How do you find China as a place to live? What might someone who has never been to China be quite surprised to learn?

China is totally bizarre and I love it! (I think I might have mentioned that already). China is a massive country and has a diversity of places to live, cultures and things to see to match its size. If you visit a big city on the east coast I think someone might be surprised to see just how ‘westernised’ it feels, coffee and swanky shops, restaurants and bars on every corner. Conversely in more remote places China it most certainly doesn’t feel like home and day to day life is far different. Chinese customs, logic and manners it seems are completely different to that in the ‘west’, so that takes a while to get your head around!

China is a great place to live. It’s certainly challenging, with massive culture and language barriers to face every day, but that is also one of the reasons its fantastic. There are always surprises on the streets of China, there’s never a dull moment. Plus the food is incredible, largely nothing like the stuff you can get from a takeaway at home. From noodles to dumplings to barbecued meat to steamed buns, it’s all delicious; soggy chicken feet aside!

 

 

What parts of China do you find to be largely overlooked?

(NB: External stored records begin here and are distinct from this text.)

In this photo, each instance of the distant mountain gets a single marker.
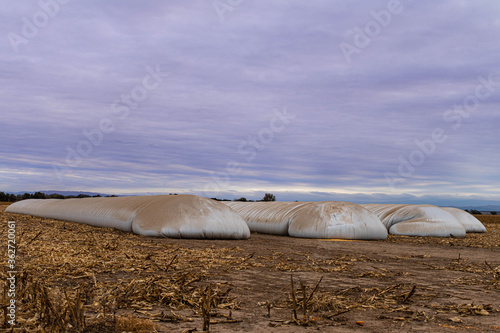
(488, 208)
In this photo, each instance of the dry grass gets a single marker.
(76, 278)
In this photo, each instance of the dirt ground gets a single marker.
(78, 278)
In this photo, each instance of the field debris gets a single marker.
(77, 278)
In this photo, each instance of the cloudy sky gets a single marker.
(363, 101)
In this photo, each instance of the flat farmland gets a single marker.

Definitely Xinjiang and the north of China in general as well as the small Tibetan regions inside Qinghai, Sichuan and Gansu provinces.  Teachers and travellers tend to hit the big cities on the east coast, such as Beijing, Shanghai, Hangzhou etc, and the more well trodden tourist sites such as Huang Shan, Guilin and the Great Wall. There is definitely nothing wrong with that and those places are extremely popular for a reason. The true gems of China to me though lie in the centre, the small Tibetan town of Xiahe is wonderful, and to the wast, spectacular Xinjiang province, which is going through an extreme crackdown by the government on the Uyghurs (the ethnic people who live in the province) giving it all the more reason to visit and support the people who live there and experience the central Asian flavours of China.